You are viewing a plain text version of this content. The canonical link for it is here.
Posted to dev@mesos.apache.org by Thomas Marshall <tw...@gmail.com> on 2013/05/07 00:34:19 UTC

Re: Review Request: Properly cleanup cgroups tests


> On April 30, 2013, 5:33 p.m., Ben Mahler wrote:
> > src/linux/cgroups.hpp, lines 100-107
> > <https://reviews.apache.org/r/10808/diff/1/?file=285105#file285105line100>
> >
> >     Hm.. I'm not sure I like this new API call. My understanding was that subsystems are "attached" to hierarchies, rather than cgroups.
> >     
> >     The comment on SubsystemInfo.cgroups is:
> >     int cgroups; // Number of cgroups for the subsystem.
> >     
> >     Could you not get the hierarch(y|ies) with the subsystem(s) mounted using cgroups::hierarchy(subsystems), then count the cgroups with cgroups::get(hierarchy)?

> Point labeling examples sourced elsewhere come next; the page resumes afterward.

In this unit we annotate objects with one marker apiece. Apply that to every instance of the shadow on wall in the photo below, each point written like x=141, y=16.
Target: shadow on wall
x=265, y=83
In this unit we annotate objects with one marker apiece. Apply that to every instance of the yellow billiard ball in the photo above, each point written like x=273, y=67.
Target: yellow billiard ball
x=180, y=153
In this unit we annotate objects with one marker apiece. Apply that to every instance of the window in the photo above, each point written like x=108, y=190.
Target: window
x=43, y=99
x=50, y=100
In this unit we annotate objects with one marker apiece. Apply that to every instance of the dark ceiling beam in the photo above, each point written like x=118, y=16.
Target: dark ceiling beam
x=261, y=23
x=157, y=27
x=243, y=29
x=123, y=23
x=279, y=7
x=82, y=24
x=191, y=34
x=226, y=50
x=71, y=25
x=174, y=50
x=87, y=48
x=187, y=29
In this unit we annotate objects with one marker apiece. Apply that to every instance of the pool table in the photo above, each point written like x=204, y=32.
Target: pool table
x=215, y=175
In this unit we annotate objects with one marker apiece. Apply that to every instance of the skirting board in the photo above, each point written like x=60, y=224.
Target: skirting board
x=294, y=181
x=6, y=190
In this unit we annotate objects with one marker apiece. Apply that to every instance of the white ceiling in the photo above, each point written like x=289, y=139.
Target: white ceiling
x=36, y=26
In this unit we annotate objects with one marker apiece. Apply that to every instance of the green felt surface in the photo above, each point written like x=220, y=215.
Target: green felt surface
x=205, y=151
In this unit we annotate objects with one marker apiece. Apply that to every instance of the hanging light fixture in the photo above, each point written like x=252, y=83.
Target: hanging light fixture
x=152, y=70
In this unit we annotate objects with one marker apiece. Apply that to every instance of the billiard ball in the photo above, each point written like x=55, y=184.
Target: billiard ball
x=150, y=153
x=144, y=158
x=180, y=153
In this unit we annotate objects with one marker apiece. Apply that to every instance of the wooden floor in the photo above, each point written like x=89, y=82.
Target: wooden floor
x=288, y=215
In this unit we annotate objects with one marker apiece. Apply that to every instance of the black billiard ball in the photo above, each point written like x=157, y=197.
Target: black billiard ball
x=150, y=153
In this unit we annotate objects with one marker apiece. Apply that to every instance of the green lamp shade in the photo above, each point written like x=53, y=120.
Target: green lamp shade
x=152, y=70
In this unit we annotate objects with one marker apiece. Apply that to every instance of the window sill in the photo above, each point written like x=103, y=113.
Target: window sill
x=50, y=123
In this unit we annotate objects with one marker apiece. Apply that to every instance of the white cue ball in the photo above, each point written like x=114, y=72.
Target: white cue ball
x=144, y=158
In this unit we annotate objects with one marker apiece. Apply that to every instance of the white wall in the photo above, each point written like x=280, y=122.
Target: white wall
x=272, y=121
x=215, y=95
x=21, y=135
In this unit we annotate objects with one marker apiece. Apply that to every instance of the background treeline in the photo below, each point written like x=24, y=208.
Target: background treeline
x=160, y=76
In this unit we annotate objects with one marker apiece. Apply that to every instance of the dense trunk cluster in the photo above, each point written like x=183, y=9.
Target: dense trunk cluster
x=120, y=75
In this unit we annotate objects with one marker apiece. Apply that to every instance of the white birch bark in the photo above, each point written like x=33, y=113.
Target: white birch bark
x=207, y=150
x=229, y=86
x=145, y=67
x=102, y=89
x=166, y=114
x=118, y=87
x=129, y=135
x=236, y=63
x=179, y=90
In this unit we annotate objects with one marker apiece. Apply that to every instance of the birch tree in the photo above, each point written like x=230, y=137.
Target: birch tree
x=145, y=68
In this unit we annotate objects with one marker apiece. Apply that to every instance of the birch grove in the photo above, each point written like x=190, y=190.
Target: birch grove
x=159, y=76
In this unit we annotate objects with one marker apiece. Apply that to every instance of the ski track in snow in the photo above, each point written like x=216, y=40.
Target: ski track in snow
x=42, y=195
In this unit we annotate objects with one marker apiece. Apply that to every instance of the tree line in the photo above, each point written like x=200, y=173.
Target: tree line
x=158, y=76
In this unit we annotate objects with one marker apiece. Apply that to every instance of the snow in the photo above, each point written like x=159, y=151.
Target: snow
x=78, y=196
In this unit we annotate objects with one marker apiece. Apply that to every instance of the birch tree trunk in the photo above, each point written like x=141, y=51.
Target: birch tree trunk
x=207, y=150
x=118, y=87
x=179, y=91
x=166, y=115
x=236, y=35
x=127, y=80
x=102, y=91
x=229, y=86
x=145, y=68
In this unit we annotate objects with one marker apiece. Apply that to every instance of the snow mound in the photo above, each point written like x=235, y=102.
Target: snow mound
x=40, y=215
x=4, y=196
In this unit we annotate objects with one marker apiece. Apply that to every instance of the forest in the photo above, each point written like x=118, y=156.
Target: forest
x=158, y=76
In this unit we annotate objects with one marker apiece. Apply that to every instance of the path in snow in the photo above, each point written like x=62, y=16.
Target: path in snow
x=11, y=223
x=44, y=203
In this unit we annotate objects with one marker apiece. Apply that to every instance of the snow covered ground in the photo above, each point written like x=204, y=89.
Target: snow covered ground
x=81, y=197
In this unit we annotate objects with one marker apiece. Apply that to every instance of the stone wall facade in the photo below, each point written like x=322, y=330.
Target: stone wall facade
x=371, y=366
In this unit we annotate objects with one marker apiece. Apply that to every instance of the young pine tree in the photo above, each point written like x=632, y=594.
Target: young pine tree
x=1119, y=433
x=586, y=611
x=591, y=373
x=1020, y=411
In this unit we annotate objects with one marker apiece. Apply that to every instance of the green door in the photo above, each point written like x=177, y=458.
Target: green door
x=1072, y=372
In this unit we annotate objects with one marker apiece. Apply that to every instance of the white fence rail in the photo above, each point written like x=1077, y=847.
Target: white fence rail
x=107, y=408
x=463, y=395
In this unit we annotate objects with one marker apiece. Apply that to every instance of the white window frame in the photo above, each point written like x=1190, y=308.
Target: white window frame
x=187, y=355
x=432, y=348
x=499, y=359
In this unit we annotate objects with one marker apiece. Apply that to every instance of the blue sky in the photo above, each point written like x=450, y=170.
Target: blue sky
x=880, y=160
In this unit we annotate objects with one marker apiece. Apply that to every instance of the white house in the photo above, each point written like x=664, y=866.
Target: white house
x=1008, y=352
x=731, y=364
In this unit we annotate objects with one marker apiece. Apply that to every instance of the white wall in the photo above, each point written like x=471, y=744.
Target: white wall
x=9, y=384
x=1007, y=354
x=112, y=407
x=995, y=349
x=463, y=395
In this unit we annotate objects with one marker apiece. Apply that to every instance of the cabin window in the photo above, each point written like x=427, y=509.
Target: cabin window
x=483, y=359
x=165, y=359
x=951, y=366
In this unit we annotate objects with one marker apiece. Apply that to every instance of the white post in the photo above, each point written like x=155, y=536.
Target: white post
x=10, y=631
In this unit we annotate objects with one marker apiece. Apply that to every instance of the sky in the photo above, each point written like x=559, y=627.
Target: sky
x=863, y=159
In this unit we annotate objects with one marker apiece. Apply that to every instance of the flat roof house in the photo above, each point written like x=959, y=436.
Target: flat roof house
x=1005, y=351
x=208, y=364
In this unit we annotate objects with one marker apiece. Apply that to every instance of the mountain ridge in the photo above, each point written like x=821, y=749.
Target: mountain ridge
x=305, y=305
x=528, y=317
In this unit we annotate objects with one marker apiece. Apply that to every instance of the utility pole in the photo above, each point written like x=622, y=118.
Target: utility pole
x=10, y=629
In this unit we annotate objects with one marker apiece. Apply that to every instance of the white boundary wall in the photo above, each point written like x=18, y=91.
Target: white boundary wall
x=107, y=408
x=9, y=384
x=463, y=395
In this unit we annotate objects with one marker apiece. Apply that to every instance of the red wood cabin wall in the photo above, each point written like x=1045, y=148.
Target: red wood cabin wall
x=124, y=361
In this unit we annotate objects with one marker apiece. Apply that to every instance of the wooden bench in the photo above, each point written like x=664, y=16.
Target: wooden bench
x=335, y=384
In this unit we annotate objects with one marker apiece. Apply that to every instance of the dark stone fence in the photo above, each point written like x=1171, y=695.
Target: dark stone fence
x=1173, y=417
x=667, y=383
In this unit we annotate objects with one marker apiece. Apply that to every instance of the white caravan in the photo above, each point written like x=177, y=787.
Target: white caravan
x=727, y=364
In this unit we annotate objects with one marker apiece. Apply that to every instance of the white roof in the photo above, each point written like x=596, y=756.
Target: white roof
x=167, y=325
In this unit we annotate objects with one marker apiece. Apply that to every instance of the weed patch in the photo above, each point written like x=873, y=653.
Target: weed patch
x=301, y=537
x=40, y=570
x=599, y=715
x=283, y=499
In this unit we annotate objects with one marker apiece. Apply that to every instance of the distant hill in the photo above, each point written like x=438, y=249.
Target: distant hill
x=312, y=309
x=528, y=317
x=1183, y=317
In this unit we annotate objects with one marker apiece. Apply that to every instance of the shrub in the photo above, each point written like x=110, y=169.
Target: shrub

I updated the comment to reflect that yes, in cgroups parlance subsystems are 'attached' to hierarchies while cgroups 'associate' subsystems with tasks.

The reason using cgroups::get doesn't work is that it will tell you that the cgroups doesn't exist, since at this point it has been removed from the filesystem. I'm open to suggestions for a better way to implement this API call, though, such as exposing the SubsystemInfo struct and having a call that returns all of the SubsystemInfos 


> On April 30, 2013, 5:33 p.m., Ben Mahler wrote:
> > src/tests/cgroups_tests.cpp, lines 162-175
> > <https://reviews.apache.org/r/10808/diff/1/?file=285107#file285107line162>
> >
> >     I wish there was a simpler way to do this. Do you think this is a kernel bug? (Note that we haven't encountered this on CentOS).
> >     
> >     If so, and it occurs on kernels we want to support, is this only an issue during the tests, or could there be issues in a production environment?

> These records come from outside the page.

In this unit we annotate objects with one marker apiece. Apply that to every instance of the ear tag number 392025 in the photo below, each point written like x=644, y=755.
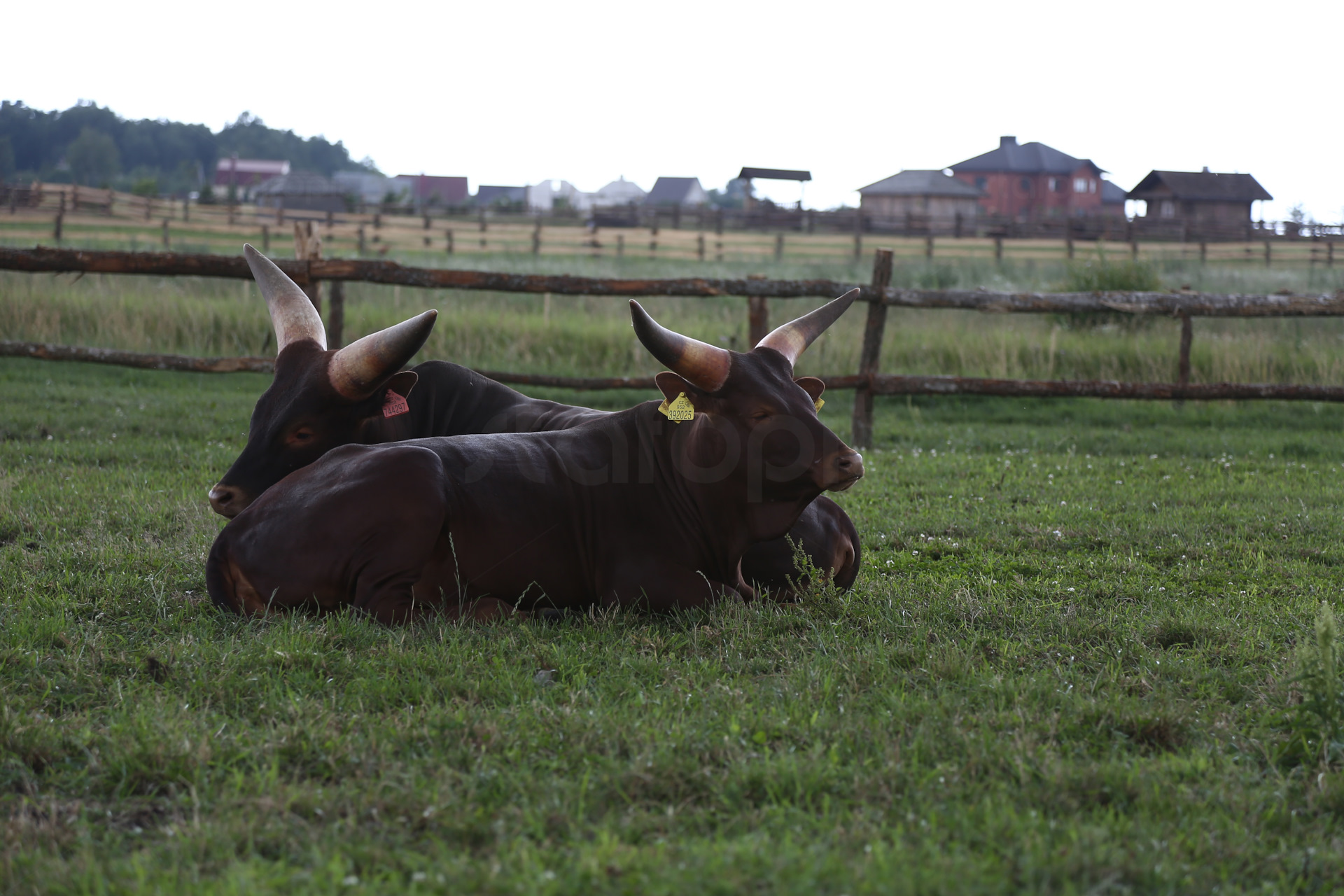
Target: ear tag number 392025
x=394, y=405
x=679, y=410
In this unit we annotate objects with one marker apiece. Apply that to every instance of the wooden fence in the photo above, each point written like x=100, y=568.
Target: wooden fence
x=878, y=295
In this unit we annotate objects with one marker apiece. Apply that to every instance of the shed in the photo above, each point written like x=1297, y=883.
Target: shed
x=302, y=191
x=930, y=197
x=1200, y=198
x=686, y=192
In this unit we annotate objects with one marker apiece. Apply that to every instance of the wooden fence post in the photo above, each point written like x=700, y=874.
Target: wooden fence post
x=758, y=320
x=335, y=314
x=860, y=426
x=1187, y=333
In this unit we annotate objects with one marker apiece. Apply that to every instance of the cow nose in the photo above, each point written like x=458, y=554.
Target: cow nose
x=227, y=500
x=850, y=468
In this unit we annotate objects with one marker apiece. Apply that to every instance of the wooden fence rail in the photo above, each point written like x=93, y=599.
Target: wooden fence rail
x=867, y=383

I haven't been able to reproduce this on Linux kernel version 2.6, 3.2, or 3.8, only 3.5, so it does seem to be a kernel bug. Unfortunately, 3.5 happens to be the kernel version that ships with the latest LTS release of Ubuntu, which we in the AMP lab were hoping to support along with CentOS 6.4. 

I believe that this is extremely unlikely to come up in production because it is related to unmounting hierarchies, and the CgroupsIsolator only mounts one hierarchy for each slave, so unless you killed a slave and then immediately brought up another one on the same machine, there shouldn't be a problem (and if you're killing the slave manually, there's no way you'll launch the new one fast enough).

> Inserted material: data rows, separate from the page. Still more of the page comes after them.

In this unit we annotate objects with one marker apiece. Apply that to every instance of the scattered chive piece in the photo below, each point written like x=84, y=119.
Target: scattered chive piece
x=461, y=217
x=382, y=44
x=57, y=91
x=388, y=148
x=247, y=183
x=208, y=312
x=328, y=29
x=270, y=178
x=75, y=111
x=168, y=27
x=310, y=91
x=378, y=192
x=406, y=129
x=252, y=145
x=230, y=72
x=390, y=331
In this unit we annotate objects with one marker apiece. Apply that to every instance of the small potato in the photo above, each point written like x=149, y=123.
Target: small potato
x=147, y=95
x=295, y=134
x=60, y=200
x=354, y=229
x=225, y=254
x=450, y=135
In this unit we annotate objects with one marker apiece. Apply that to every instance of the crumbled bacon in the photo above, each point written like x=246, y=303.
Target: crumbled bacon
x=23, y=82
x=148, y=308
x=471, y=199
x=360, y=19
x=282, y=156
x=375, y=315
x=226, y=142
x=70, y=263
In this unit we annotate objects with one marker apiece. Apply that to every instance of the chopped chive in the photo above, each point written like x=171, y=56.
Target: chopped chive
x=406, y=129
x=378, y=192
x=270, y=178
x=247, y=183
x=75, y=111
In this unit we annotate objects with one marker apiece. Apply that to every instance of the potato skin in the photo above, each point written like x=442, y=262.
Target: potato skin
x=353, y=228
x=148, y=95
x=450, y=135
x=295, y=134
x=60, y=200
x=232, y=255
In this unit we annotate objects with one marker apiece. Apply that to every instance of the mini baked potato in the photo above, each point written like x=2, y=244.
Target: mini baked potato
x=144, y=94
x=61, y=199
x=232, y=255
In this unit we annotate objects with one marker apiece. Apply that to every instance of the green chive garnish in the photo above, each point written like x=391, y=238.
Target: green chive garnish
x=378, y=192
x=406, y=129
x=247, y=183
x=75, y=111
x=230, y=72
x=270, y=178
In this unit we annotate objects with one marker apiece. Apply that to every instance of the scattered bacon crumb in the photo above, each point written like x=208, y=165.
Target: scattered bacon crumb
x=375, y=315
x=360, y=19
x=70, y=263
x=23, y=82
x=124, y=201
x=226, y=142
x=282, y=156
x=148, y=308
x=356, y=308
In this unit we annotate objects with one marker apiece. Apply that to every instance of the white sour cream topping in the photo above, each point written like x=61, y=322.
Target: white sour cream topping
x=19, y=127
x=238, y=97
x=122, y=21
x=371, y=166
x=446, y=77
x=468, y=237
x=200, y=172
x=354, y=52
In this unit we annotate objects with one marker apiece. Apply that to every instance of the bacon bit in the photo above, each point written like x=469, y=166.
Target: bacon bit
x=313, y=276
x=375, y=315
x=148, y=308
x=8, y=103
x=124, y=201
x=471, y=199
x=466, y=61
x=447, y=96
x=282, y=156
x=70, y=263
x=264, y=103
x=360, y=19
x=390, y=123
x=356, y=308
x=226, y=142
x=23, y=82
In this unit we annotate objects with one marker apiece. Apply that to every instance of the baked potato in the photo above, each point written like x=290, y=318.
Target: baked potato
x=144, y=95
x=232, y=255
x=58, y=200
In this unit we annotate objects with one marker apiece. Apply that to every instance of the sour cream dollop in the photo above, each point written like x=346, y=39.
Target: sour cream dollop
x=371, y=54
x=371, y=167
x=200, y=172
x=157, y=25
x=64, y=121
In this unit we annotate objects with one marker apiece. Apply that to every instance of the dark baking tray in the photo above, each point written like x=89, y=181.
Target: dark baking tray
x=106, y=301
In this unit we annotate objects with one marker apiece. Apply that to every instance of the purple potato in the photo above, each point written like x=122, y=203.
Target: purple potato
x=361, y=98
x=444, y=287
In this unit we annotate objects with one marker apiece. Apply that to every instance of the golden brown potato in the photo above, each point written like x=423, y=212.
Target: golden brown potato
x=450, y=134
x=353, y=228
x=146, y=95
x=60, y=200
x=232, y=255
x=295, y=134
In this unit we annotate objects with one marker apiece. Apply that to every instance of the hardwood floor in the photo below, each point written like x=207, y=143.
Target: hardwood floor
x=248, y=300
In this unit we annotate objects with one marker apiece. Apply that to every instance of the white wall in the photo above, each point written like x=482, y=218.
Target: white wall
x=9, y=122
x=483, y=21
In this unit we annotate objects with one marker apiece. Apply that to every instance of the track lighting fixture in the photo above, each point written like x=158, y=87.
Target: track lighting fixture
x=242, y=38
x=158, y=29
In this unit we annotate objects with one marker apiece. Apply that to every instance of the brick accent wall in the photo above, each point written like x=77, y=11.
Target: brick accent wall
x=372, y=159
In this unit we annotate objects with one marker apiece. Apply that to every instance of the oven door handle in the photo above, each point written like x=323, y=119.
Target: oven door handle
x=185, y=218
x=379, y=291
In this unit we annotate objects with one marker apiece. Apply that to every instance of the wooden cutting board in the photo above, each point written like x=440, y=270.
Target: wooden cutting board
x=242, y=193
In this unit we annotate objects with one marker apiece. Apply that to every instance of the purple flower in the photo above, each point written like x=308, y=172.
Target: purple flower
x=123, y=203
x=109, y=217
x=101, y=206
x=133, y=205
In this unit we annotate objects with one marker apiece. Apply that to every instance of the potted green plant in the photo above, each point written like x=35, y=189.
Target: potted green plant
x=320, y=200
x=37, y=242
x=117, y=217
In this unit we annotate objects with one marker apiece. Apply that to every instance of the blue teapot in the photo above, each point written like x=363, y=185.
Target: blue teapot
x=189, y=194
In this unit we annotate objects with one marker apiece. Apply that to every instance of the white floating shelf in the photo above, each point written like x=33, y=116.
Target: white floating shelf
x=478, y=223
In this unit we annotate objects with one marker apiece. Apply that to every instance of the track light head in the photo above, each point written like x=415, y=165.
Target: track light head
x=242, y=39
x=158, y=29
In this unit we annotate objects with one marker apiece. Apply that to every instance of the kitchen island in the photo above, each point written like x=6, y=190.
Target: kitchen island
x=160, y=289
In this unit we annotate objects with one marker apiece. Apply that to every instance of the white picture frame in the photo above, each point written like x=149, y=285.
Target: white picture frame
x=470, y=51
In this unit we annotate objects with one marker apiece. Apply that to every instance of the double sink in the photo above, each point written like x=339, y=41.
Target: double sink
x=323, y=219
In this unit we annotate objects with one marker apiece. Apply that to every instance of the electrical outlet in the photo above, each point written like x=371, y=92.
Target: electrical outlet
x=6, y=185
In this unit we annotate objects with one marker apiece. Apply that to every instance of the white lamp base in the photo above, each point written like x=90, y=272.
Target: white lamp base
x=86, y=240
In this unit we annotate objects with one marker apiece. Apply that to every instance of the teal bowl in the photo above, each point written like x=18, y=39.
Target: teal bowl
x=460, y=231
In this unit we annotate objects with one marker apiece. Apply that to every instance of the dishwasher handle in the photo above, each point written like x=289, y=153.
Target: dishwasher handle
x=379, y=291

As far as other ways to make this work, I looked into the possibility of, instead of waiting for the cleanup, just retrying the mount some number of times, but there's no way to really make this work for the NoHierarchy test, since it doesn't do any mounting in SetUp.

The simplest alternative would be to add an os::sleep(Seconds(0.1)) to the end of TearDown, which is a little less hack-y in that I haven't been able to find any documentation saying that the write is /proc/cgroups is a logical event to wait on, but it'll slow the tests down, and affects systems where this bug isn't present.


- Thomas


-----------------------------------------------------------
This is an automatically generated e-mail. To reply, visit:
https://reviews.apache.org/r/10808/#review19961
-----------------------------------------------------------


On April 26, 2013, 10:47 p.m., Thomas Marshall wrote:
> 
> -----------------------------------------------------------
> This is an automatically generated e-mail. To reply, visit:
> https://reviews.apache.org/r/10808/
> -----------------------------------------------------------
> 
> (Updated April 26, 2013, 10:47 p.m.)
> 
> 
> Review request for mesos, Benjamin Hindman, Vinod Kone, and Ben Mahler.
> 
> 
> Description
> -------
> 
> Previously, our the CgroupsAnyHierarchy*Tests were not waiting long enough for the cgroups created to be cleaned up before the test finished, resulting in failures when the next test was unable to create cgroups for itself. This patch attempts to fix that by having CgroupsAnyHierarchy::TearDown wait until the number of cgroups each subsystem is attached to, documented in /proc/cgroups, is the same as it was before the test ran.
> 
> 
> This addresses bug MESOS-449.
>     https://issues.apache.org/jira/browse/MESOS-449
> 
> 
> Diffs
> -----
> 
>   src/linux/cgroups.hpp 3e86828 
>   src/linux/cgroups.cpp 139c3ef 
>   src/tests/cgroups_tests.cpp 3734315 
> 
> Diff: https://reviews.apache.org/r/10808/diff/
> 
> 
> Testing
> -------
> 
> On both Ubuntu and CentOS, on both clean installs and in the presence of pre-existing cgroups on the system (such as those left behind by BalloonFramework failing):
> 
> bin/mesos-tests.sh --gtest_break_on_failure --gtest_repeat=1000 --gtest_filter=*CgroupsAny*
> 
> 
> Thanks,
> 
> Thomas Marshall
> 
>